Começou a ter pesadelos de madrugada. Nos sonhos, ela sempre era perseguida por Roberta que era vista com um grande amuleto proferindo maldições contra Juliana e indo embora com Felipe. Nunca irá ficar com ele, era o que ela nos dizia ouvir. Os gritos agudos e sonoros de Roberta dentro dos sonhos passaram a atormentar Ju. Ela entrou em depressão, não dormia mais do que uma hora ou duas com medo de seus sonhos, e não saiu mais conosco. Só fui descobrir depois porque nossas festas não contavam mais com a presença dos dois. Nas semanas seguintes, os pesadelos foram se intensificando: espécies raras de anfíbios e outros bichos peçonhentos foram sendo inseridos aos sonhos de Juliana, que nessa altura já andava com olhos vermelhos pela falta de sono. Às vezes, encontrava-se em um grande ninho de cobras, algumas saindo de sua boca e seus olhos – momento em que acordava; outras delas, pensava estar acordada e via Felipe a observando com suas pálpebras minimamente levantadas; que dava uma sensação de desconforto. Acordava quando via Roberta parada na porta. A tia de Felipe também era mística e chegou a ligar para os dois perguntando se tudo estava conforme os conformes. Disse que alguma força de magia negra estava sendo usada contra ambos e que ela tentava inverter o feitiço. Sentenciou que, até o final do ano, caso obtivesse êxito, tudo voltaria ao normal. Perguntou se alguém não havia levado algum objeto pessoal de minha amiga para poder usar de vingança. Juliana sempre foi cética, mas não sabia mais no que acreditar e lembrou-se do episódio com as mexas de cabelo no dia que conheceu Roberta. Nunca havia visualizado Felipe tão inquieto. Eu e meus amigos fomos saber mais sobre a história cerca de dois ou três anos mais tarde. A tal garota havia feito uma grande maldição que não atingia Felipe, mas todos que o amavam. Seu pai morreu em sua antiga residência em São Miguel, o que fez Felipe nunca mais retornar ao local. E a relação de Juliana e Felipe nunca mais foi, de certa forma, a mesma”.

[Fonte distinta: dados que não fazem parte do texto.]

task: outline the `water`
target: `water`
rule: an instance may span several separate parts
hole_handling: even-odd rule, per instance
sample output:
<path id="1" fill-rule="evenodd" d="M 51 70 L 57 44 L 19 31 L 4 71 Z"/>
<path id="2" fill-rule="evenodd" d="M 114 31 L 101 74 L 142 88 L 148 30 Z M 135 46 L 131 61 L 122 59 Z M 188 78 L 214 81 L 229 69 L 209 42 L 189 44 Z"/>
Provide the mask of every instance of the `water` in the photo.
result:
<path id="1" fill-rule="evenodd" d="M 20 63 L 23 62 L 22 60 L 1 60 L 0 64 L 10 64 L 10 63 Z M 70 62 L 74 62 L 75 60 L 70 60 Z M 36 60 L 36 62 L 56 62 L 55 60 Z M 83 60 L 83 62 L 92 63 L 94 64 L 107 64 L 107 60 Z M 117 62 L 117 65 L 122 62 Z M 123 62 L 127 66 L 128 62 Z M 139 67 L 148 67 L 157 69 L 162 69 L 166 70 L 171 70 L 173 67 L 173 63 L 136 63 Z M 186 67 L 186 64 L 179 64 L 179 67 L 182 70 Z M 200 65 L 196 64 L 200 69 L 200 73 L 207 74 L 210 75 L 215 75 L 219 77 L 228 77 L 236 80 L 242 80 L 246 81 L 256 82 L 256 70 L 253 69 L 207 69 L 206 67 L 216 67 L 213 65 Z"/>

– O que houve com eles, pai?

– Separaram-se alguns meses depois.

– E os pesadelos?

– Terminaram. Mas ela precisava desse afastamento definitivo para voltar a ter uma vida. A coisa mais fatal que pode existir é o amor.

– Mas pai, e Roberta?

– Aí está o grande fato da história: ela sumiu. Ninguém sabe o que aconteceu com ela. Alguns de nós fomos tentar desvendar seu paradeiro, mas a casa de São Miguel está abandonada e ninguém nunca ouviu falar da menina. Na Faculdade, ela não apareceu mais e eles não querem dar maiores informações sobre o caso.

– Nossa.

– Pois é. Essa história me dá uma espécie de abatimento até hoje.

– Conta outra história, papai.

– Não, olhem a cara de sua mãe. Já está na hora de irem para cama. Vamos lá.

A luz voltou no exato momento em que a chama da última vela começava a perder o seu tom. Naquela noite, Nelinho sonhou algo que há muito tempo não sonhava: estava em um grande ninho de cobras.